Le Régime rectifié, fondé en 1778 au Convent des Gaules, après une période d’expansion qui s’exerça quelques années encore après le Convent de Wilhelmsbad (1782), eut beaucoup de mal à se rétablir après la Révolution, qui laissa la maçonnerie, et le Régime rectifié plus encore, dans un état de très grande faiblesse.
Sur l’ensemble des structures qui existaient avant 1789, très peu réussirent à survivre et, pour beaucoup, purement et simplement, elles disparurent. Le Régime était donc réduit à sa plus simple expression et ne subsistait, là où il se maintenait plus ou moins, que par la volonté de quelques individualités isolées.

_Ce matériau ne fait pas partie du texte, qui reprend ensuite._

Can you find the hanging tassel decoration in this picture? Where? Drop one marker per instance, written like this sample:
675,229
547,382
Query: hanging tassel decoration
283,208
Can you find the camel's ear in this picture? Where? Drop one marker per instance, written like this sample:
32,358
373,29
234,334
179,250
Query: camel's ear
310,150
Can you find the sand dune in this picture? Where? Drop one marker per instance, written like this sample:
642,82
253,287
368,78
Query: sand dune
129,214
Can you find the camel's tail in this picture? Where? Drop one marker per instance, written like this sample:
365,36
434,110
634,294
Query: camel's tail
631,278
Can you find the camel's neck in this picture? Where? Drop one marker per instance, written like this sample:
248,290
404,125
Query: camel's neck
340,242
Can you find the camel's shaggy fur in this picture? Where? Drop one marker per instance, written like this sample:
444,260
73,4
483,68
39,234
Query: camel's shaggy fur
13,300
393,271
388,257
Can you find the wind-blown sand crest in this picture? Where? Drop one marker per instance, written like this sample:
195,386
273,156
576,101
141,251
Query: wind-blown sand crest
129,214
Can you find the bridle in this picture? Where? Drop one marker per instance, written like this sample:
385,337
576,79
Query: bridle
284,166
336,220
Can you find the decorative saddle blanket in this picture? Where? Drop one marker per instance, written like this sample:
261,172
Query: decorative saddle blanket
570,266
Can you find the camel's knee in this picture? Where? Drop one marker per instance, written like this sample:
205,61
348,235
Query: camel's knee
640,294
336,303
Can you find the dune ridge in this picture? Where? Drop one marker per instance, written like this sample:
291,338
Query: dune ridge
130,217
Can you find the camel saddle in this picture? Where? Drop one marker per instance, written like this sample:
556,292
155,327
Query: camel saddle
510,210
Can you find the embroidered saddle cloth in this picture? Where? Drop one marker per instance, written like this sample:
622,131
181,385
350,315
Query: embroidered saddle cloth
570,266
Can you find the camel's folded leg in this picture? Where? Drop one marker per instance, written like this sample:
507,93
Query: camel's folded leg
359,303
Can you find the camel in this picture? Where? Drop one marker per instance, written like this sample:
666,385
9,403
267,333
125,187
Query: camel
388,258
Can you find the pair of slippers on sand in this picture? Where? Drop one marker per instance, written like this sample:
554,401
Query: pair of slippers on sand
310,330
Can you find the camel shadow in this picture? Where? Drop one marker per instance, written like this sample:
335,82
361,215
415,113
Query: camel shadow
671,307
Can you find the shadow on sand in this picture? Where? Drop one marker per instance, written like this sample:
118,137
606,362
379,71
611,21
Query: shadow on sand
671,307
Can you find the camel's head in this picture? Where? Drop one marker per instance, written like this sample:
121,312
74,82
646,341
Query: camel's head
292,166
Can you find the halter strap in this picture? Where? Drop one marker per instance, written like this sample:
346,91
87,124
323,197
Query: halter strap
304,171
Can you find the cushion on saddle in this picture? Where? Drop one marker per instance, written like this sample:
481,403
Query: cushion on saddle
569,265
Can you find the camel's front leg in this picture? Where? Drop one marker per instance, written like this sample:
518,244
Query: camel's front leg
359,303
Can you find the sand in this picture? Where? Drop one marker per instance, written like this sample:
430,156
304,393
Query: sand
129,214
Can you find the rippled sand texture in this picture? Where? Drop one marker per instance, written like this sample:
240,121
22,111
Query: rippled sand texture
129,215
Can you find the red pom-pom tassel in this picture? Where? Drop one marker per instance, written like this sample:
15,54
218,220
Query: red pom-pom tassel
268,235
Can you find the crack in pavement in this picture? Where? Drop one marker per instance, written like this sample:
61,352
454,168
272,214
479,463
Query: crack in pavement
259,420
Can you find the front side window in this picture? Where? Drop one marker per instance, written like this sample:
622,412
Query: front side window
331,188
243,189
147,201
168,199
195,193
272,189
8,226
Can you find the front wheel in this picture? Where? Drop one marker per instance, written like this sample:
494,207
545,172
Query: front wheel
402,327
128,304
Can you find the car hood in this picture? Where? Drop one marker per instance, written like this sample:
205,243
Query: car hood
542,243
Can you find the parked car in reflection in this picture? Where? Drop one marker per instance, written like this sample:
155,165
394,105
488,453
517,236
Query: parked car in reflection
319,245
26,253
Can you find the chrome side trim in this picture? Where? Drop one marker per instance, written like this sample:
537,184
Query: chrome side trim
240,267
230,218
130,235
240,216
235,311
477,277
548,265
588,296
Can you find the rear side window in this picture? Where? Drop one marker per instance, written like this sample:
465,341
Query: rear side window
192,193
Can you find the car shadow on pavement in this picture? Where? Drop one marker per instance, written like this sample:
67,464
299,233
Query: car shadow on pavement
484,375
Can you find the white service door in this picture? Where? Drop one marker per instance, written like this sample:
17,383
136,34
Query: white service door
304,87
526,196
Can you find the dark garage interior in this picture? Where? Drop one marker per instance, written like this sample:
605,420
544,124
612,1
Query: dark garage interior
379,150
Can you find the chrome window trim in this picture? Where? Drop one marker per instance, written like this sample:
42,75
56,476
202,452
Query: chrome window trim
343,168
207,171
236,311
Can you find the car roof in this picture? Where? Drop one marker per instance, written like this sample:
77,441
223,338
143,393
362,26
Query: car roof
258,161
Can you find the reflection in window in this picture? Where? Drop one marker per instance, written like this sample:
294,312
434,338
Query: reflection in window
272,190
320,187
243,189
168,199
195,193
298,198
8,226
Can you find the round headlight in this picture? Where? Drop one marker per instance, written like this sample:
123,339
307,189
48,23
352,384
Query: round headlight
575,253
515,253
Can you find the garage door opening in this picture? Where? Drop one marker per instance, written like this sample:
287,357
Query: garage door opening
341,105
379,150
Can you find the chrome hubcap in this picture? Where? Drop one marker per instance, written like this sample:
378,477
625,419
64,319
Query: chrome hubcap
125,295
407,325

C’est grâce à une loge, Le Centre des Amis, qui décida, le 24 octobre 1807 de passer au Rite Écossais Rectifié, que le Régime repris ses activités, comme le relate Willermoz dans une lettre à Charles de Hesse : « …Un Établissement Maçonnique formé à Paris en 1808, et que j’ai ensuite constitué de même en Préfecture provisoire. Il y prospère beaucoup sous le titre de Loge du Centre des Amis. C’est une pépinière de l’Ordre qui nous a déjà rendu de grands services….» [1]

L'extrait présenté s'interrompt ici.